El colapso del imperio romano significó la transferencia de la ciudad al obispo de Lausanne y los duques de Saboya. Bajo su control, tuvo lugar la construcción de la Catedral de Lausanne en 1275, fue un acontecimiento importante. Su consagración se consolidó con la presencia de importantes figuras como el Papa Gregorio X y el emperador Rodolfo de Habsburgo, que a su vez convirtió la ciudad en un importante lugar de peregrinación.

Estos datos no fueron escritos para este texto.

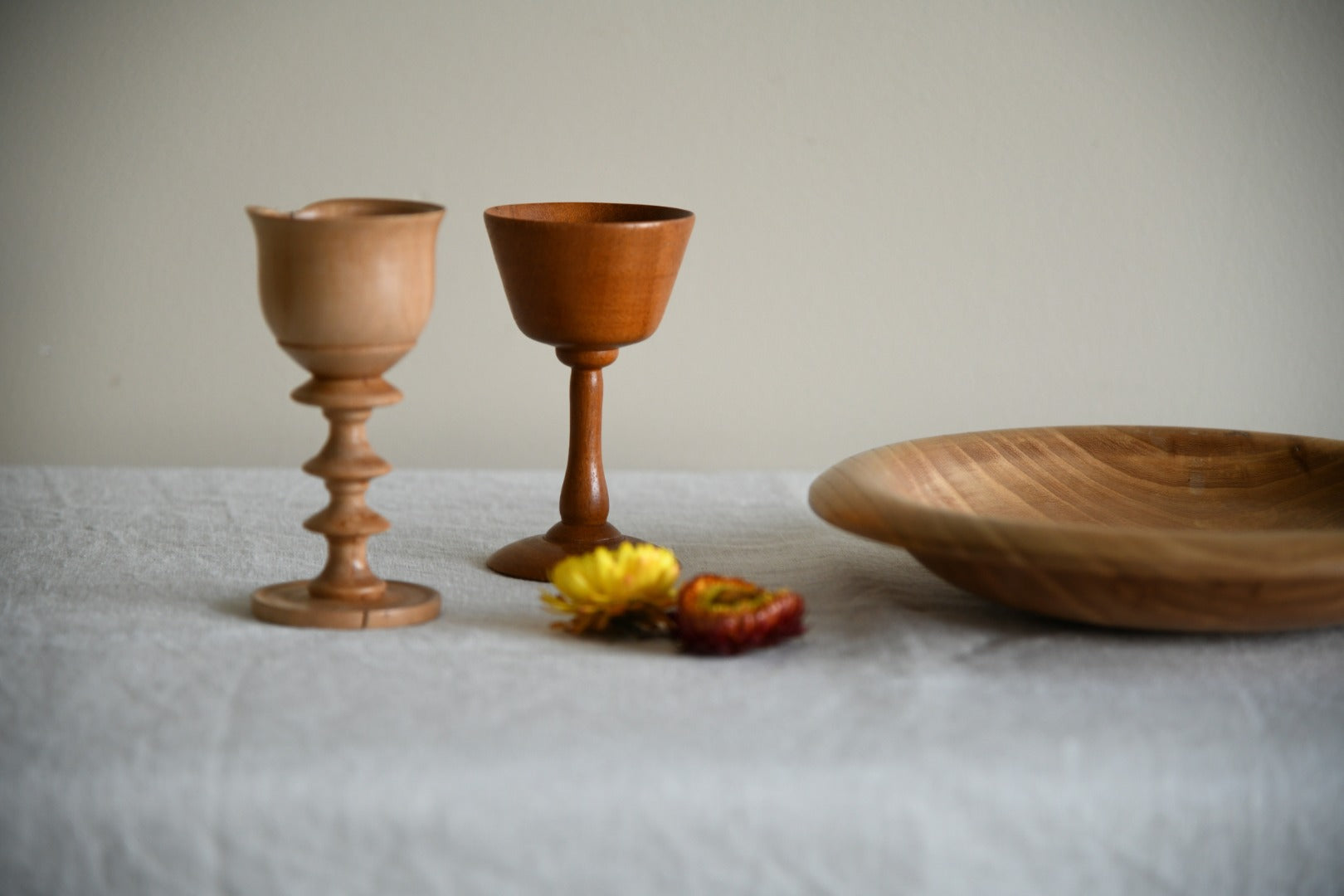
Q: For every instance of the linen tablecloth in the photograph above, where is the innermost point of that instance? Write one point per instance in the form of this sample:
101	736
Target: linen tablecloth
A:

El poder fue transferido a Berna en 1536, después de que la ciudad fuera arrasada por el fuego y la peste en el siglo anterior. En virtud del gobierno de Berna, muchos elementos de importancia cultural se trasladaron de Lausanne, muchos de las cuales aún no se han recuperado hasta el día de hoy. La creación de la primera universidad de la ciudad en 1540 ayudó a atraer a los intelectuales a pesar de que la ciudad estuviera sujeta a Berna.

La dependencia de Laussane de Berna se derrumbó con el surgimiento de las guerras napoleónicas en el umbral del siglo XX y la ciudad tomó el papel de capital del cantón de Vaudois, un nuevo cantón de la Federación Suiza. La activa capital se convirtió en una parada popular para los que viajaban fuera de Europa. Su reputación de haber atraído los gustos de Mozart, Voltaire y Goethe ayudaron a a que Lausanne se convirtiera en un destino de moda entre los ricos.

Como capital de las artes y la cultura, la ciudad continuó atrayendo turistas, artistas y académicos, gracias a sus instituciones y academias cada vez más populares. La prestigiosa reputación de Lausanne mejoró aún más cuando fue elegida como la sede para el Comité Olímpico Internacional en 1915.

La historia moderna ha sido testigo de que la ciudad ha sido habitada por inmigrantes de otros países europeos como Italia, Portugal y España, dándole ese sabor internacional y cosmopolita. El carácter tranquilo de Lausanne se ha transformado mucho en los últimos años aunque esta ciudad sigue siendo eclipsada por su vecino más grande, Ginebra.
Elevada sobre una meseta, Lausanne es a menudo un poco más fresca que su vecino Ouchy, que se asienta en la orilla del lago de Ginebra.

Es templada la mayor parte del año, los veranos aquí son agradables y soleados, la ciudad a veces sufre algo de humedad en los meses más cálidos. Las lluvias son de corta duración y se producen durante todo el año, incluso en verano, es importante que lleve un paraguas.

Enero, Febrero y Mayo son los meses más secos del año, y se experimentan días soleados intercalados con el clima fresco. Los días de invierno son con frecuencia nublados y con niebla, y pueden bajar a temperaturas tan bajas como -5 ° C. A pesar de las bajas temperaturas en invierno, las visitas turísticas son todavía factibles, siempre y cuando vaya abrigado.

La época más cálida para visitarla es en verano, con picos de temperaturas en Julio y Agosto, llegando a menudo a 25 º C. Sin embargo, Lausanne es un destino en el que durante todo el año puede ser un buen momento para visitar.